Almost exactly one year ago, I received a request to make 25 wine bags for a woman who saw one in a gallery space off of South Street. To say that I was excited was an understatement. I was elated to think that someone would like my creations so much, that they'd buy 25 of them to give out to family and friends as a gift! I promptly set myself to the task, working tirelessly to complete the job.

Flash forward one year later.

Lou and I set out to a gallery we both admired for their First Friday show: A photography exhibit by a wonderful local artist. I also brought along a new wine bag, tie purse, and my business cards, just in case there might have been an opportunity to talk and make an appointment to come back with more of my work. I recognized one of the store's employees almost immediately, as Lou and I have chatted with her on a previous occasion. After catching up, and thanking her for inspiring me to create more my new little business, she then introduced me to the store owner: I had such a lovely time talking with her. I was so flattered that she admired my tie purse, that after a flash of confidence, I brought out my wine bag, telling her that I was interested in displaying them in the store as well. She mentioned that there was another wine bag in the store, and went to retrieve it for me to see.

At first when I saw the wine bag, I felt like my eyes just didn't focus on it right. Then my stomach sank. Was that the fabric that my mom had given to me? Was that the tie that I picked out to go with the fabric? Was that the same exact design that I came up with? It was. It was one of the 25 wine bags that I had made for that woman a year ago.

"Oh my gosh. I made that. That's my wine bag." was all I could muster out. I turned over the price tag and saw the name of the woman I sold the bags to. I was shocked. And sad. I felt so stupid. So very stupid. How could someone take my work and put their name on it?

I ended up telling the surprised gallery owner my entire story: My excitement for the commission, my not-so-great transaction with the purchaser, and how everyone, literally everyone, kept telling me that I wasn't charging enough for the bags.

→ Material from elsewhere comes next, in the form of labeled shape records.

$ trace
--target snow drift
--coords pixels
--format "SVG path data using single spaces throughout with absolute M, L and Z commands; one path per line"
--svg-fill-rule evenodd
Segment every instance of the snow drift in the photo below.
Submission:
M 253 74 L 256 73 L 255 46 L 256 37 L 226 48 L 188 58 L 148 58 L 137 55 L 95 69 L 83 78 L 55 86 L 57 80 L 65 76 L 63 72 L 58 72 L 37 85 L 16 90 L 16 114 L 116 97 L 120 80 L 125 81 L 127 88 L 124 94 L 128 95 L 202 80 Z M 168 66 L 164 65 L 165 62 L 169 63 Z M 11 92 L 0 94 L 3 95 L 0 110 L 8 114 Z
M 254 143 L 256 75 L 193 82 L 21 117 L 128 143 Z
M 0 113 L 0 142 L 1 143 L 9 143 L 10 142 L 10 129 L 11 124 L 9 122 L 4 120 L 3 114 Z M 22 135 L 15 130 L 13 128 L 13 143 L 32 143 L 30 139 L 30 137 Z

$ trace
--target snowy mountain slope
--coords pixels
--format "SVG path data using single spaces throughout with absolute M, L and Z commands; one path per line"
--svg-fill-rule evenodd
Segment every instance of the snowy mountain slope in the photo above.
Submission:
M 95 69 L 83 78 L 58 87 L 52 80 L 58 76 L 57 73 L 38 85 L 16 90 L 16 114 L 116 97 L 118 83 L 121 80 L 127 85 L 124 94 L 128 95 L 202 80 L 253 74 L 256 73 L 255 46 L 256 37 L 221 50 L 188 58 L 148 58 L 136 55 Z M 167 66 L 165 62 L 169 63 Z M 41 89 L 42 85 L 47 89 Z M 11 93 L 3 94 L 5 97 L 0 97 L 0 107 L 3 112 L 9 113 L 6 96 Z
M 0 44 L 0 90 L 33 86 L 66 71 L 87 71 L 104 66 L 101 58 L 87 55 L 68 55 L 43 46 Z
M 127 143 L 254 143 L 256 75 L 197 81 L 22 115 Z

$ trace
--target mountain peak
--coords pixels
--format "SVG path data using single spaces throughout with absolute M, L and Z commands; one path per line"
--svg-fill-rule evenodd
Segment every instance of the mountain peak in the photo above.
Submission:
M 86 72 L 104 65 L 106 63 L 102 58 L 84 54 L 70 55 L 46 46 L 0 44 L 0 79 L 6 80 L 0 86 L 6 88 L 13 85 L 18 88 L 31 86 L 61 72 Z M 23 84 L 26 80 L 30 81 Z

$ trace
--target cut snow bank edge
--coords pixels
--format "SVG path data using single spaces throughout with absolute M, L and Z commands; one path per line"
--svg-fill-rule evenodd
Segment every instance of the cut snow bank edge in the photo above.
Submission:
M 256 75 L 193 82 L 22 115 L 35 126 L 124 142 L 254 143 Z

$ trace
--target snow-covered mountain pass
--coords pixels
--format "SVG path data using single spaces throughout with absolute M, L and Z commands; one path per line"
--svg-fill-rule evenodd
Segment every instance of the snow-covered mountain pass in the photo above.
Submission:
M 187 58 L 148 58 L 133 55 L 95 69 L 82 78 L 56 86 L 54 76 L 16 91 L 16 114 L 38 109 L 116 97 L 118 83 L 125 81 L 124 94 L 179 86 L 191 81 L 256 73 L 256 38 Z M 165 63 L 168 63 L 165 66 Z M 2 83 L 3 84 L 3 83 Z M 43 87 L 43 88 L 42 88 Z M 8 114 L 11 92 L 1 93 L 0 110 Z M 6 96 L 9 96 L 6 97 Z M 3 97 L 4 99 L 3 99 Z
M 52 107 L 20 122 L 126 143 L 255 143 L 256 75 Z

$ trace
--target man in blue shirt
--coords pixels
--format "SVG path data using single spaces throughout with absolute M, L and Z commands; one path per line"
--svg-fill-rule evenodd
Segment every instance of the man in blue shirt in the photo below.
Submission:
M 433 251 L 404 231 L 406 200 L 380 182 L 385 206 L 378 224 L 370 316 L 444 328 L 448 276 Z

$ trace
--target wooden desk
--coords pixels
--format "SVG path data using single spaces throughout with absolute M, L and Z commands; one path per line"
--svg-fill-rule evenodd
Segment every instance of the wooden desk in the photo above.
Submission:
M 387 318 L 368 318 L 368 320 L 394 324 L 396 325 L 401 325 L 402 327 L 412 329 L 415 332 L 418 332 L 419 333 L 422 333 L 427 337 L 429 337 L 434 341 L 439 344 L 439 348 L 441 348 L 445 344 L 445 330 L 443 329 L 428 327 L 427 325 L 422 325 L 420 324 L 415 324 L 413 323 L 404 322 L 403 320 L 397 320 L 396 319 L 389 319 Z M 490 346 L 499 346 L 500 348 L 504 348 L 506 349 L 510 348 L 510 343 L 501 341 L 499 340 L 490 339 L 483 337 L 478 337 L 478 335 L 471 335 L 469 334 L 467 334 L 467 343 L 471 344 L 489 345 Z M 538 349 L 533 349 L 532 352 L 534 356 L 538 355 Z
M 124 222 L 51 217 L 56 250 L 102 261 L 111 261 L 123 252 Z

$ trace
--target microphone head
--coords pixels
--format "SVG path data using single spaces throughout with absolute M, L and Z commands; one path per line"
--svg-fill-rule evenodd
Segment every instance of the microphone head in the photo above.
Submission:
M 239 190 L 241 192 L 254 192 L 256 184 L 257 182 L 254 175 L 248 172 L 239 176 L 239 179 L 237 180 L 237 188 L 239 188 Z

Turns out that I wasn't. She didn't want to buy them to give out to family and friends: She saw a girl undercharging her handmade items, and saw an opportunity to make a buck off of them. And she did. The gallery owner and the store's employees believed me 100%, thank goodness, and I feel like they might have been just as shocked as I was. They had someone defraud them as well.

At the end of the night, Lou and I walked out to my car, where I promptly exploded into messy tears. My feelings of shock and sadness turned into disgust and anger: Not only for the purchaser, but for myself as well. Unfortunately, it put yet another dent in my faith for humanity. But I know there will be positives to come out of the whole experience. I think the gallery would really love to have my bags and purses in the shop. And I know I've made new friends there, too.

I do feel like I need to make  or find another charm for my necklace. LESSON LEARNED, it should say.